Liverpool co-owner Tom Hicks has launched a withering attack on the Dubai consortium looking to take control of the Premier League club.
Dubai International Capital (DIC) agreed to Hicks’ demand that his Anfield partner George Gillett Jr. would be limited to selling 98 per cent of his stock, equating to 49 per cent of Liverpool.
But Hicks is upset with DIC’s negotiator Amanda Staveley, saying she has been leaking private correspondence between the pair to the press.
He said: “If she thinks that is an appropriate way to acquire a stake in Liverpool FC, she had better think again.
“Amanda Staveley, who has a reputation for being pretty smart, should know better than to publicly put words in my mouth, particularly words that she knows or should know perfectly well aren’t true.
“She should also know better than to release actual copies of my private correspondence to the press.”
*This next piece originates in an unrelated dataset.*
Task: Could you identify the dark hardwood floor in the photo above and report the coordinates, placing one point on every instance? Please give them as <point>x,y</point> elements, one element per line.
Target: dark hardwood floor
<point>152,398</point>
Staveley has said that DIC would aim to become the dominant partner by flexing their financial muscle, and pledged to work on forcing Hicks into selling his 50 per cent stake.
Hicks insisted that no deal has been brokered with DIC and that it faced competition to acquire even a minority stake.
“DIC is one of several potential minority investors we are or will be talking to,” he said.
Hicks has already rejected DIC’s £500 million bid for the whole club, which would have included paying off the refinancing package Hicks and Gillett negotiated in January for the loan used to purchase the Anfield side.
Instead, in the short term, DIC is resigned to working with Hicks.
“Subject to renegotiation of a partnership agreement and subject to the stringent minority shareholder protection rights we would be prepared to accept a 49 per cent shareholding in Liverpool FC,” said Staveley, who works for financial advisory firm PCP Capital Partners.
“We have decided that this arrangement provides the best possible solution to the situation and would be in the best interests of the club and their loyal fans.
“Tom Hicks knows that in the long run we will be 100 per cent owners of the club, but we are prepared to play a waiting game,” Staveley said. “We will be able to pay the price for the financing of the club and construction of a new stadium.”